There’s a lot of wisdom in what he sees for our progression through love and loss. We can add to it the author and theologian C. S. Lewis’ observation that grief is like a train ride through the Alps, as the path winds around and around and we see view that slowly, slowly, slowly winds through the peaks and deep valleys and then sometimes seems to come right round again to a place we thought we’d come far from in all that time. Or the famous Kubler-Ross stages of grief: denial, anger, bargaining, depression and acceptance. Myself, I see loss and grief as a series of close spirals – sort of like that train ride – but more like a slinky, taking us round and round again in a quickly familiar set of thoughts and agonies – but one, because it is a spiral rather than a circle, one that eventually takes us somewhere – somewhere different, a new rebalancing of self that allows us to live, and to still love, and to hold the loss, and other losses, as we move through life. And remember our loves. And love them still, including in moments like this, or every Sunday when we are invited to stand or raise our hand in silent witness of a loss in the past year. The truth is, every Sunday, I stand before your and I think of many I have lost, none of them in the past year. I see them, looking back at me, or gathered together in an unexpected group since many of them did not know each other in life. Some of them I remember and see in my mind’s eye – or really more my heart’s eye – every week. Others come rarely. Some are there every week and have been since the day I lost them. Some of them have left messages on my voicemail I can never erase. Some of them have Facebook pages I go and write on now and then. Some of them are enshrined only in memory – I haven’t even a photograph to hold on to. And still, ‘now the dead move through all of us, still glowing, wound and bound together and enflowing. Who have been braided together cannot be unbraided. Dark into light, light into darkness spin. Our complex love, our mourning without end, it becomes not the weight we carry but how we carry it,’ and we see the beauty even in what is troubled in this windy season, the blown roses, the glowing leaves whirling and scattering, radiant in every gust.

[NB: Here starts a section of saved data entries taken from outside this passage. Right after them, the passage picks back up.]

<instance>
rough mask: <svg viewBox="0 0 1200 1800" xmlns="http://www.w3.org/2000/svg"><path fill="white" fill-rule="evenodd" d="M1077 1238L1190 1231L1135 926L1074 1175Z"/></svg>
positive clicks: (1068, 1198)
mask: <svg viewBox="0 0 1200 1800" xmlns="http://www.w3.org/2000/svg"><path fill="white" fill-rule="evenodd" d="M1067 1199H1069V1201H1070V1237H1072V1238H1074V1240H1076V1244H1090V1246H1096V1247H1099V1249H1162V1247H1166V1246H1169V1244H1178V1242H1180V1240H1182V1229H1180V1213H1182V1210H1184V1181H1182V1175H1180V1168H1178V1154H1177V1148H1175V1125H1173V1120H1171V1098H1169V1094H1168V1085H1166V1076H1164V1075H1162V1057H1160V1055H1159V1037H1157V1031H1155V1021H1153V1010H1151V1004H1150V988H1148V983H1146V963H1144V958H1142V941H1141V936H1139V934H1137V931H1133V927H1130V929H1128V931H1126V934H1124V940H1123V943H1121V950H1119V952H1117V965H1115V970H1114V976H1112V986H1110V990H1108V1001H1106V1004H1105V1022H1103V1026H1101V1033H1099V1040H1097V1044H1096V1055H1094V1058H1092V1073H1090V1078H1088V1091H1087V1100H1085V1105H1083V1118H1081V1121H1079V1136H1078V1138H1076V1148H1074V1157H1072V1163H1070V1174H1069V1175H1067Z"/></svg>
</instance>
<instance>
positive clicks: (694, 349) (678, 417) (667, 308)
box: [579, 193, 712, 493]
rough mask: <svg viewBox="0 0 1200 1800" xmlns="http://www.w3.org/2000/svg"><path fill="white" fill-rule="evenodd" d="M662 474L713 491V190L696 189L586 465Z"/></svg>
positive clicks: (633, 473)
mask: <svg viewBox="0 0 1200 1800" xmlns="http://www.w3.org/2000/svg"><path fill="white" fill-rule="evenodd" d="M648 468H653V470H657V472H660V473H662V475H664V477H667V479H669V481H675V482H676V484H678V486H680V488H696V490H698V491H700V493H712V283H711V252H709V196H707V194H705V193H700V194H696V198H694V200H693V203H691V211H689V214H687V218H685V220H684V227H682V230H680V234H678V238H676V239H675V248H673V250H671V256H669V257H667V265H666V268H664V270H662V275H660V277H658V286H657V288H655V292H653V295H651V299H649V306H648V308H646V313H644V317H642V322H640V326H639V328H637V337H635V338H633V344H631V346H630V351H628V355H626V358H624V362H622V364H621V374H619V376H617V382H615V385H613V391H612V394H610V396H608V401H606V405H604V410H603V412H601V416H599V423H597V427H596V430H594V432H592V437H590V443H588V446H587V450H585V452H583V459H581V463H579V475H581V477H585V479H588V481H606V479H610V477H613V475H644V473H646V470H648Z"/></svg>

Ultimately, when we are all lucky enough to carry the blessing of love, then we all carry the burden of loss; the choices we have are only about how to do it. How to love, how to care, how to watch, how to grieve, how to mourn, how to live… and remember. Our memories are love’s legacy, our best inheritance from the souls we have cherished.
Oh all of you we have loved and lost, how we love you. How we miss you. Words can never compass it all. We will never get over you, we will never be done with you. And still, we live, and love, and we make plans, even when the plans are really prayers, because all of this, all of it, is a tribute to the living and loving we learned, we learned, from you. Amen.